Ich würde gerne DNDR als reiner Bogenschütze spielen. Hat da jemand Erfahrung von Euch? Ich habe vor dem Schwierigkeitsgrad und evtl. Verskillung ein wenig Angst. Soll ja viel schwerer sein und man ist schneller verskillt als im Gothic 2 Classic. Was würdet Ihr mir denn empfehlen?

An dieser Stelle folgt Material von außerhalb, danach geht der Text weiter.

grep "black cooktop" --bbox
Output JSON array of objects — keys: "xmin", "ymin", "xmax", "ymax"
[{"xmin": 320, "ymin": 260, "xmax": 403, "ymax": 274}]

Edit: und welcher Gilde würdet Ihr Euch anschließen?

LG bluemoonanno


----------



## HateCrewDeathtroll (7. Oktober 2005)

*AW: Gothic 2 DNDR als Bogenschütze?*

Als reiner Bogenschütze???
Also ich würd dir raten den Söldnern beizutreten weil man bei khaled dann den drachenbogen kaufen kann (160 schaden)
un als reiner bogenschütze wirds wohl manchmal etwas schwer deshalb würd ich mit steintafeln un dem buch die südländische verteidigung oder doppelblock ich weiß net mehr welches aber eint bringt 5 zu einhand(gibst bei lutero im oberen viertel für 5000) dann also einhand bis mindestens 30 un dann noch mit betty .


----------



## Grappa11 (7. Oktober 2005)

*AW: Gothic 2 DNDR als Bogenschütze?*



			
				Bluemoonanno am 07.10.2005 12:54 schrieb:
			
		

> Hallo an Euch alle,
> 
> Ich würde gerne DNDR als reiner Bogenschütze spielen. Hat da jemand Erfahrung von Euch? Ich habe vor dem Schwierigkeitsgrad und evtl. Verskillung ein wenig Angst. Soll ja viel schwerer sein und man ist schneller verskillt als im Gothic 2 Classic. Was würdet Ihr mir denn empfehlen?
> 
> ...



also als reiner Bogenschütze ist Gothic 2 mit relativ großer Sicherheit auch lösbar. Ein paar Dinge könnten dabei aber relativ schwierig werden. Da u.a. die "Steinwächter"  einen recht hohen Schutz gegenüber Pfeilen und Bolzen haben. Diese sind allerdings oft mithilfe von NPCs (entweder Partien oder einfach NPCs die da in der Nähe rumlaufen) zu besiegen. Auf die paar Erfahrungspunkte kann man notfalls auch verzichten. Da Du aber sinnvollerweise ja nicht nur in Bogenfertigkeit Lernpunkte investierst, sondern auch in Geschicklichkeit, hast Du auch recht fix einen genügend hohen Wert um beispielsweise Waffen wie den Meisterdegen anlegen zu können. Dieser wird bei so ziemlich allen Gegnern die man nicht oder nur schlecht aus der Entfernung bekämpfen kann, man also in den Nahkampf muss, weiterhelfen. Ich würde zumindest anfangs keine Lernpunkte in andere Kampffertigkeiten stecken. Über Steintafeln kann man immer wieder einige Werte steigern (die Tafeln für Geschicklichkeit und Bogenschießen natürlich erstmal aufbewahren), so dass dort das Niveau eigentlich immer ausreichend dem Spielverlauf angemessen ist.


----------



## Spucky90 (7. Oktober 2005)

*AW: Gothic 2 DNDR als Bogenschütze?*

Also reiner Bogenschütze würde ich sagen ist das schwer denn es gibt öfters gegner die Geschützt sind oder die du nicht o leicht  triffst.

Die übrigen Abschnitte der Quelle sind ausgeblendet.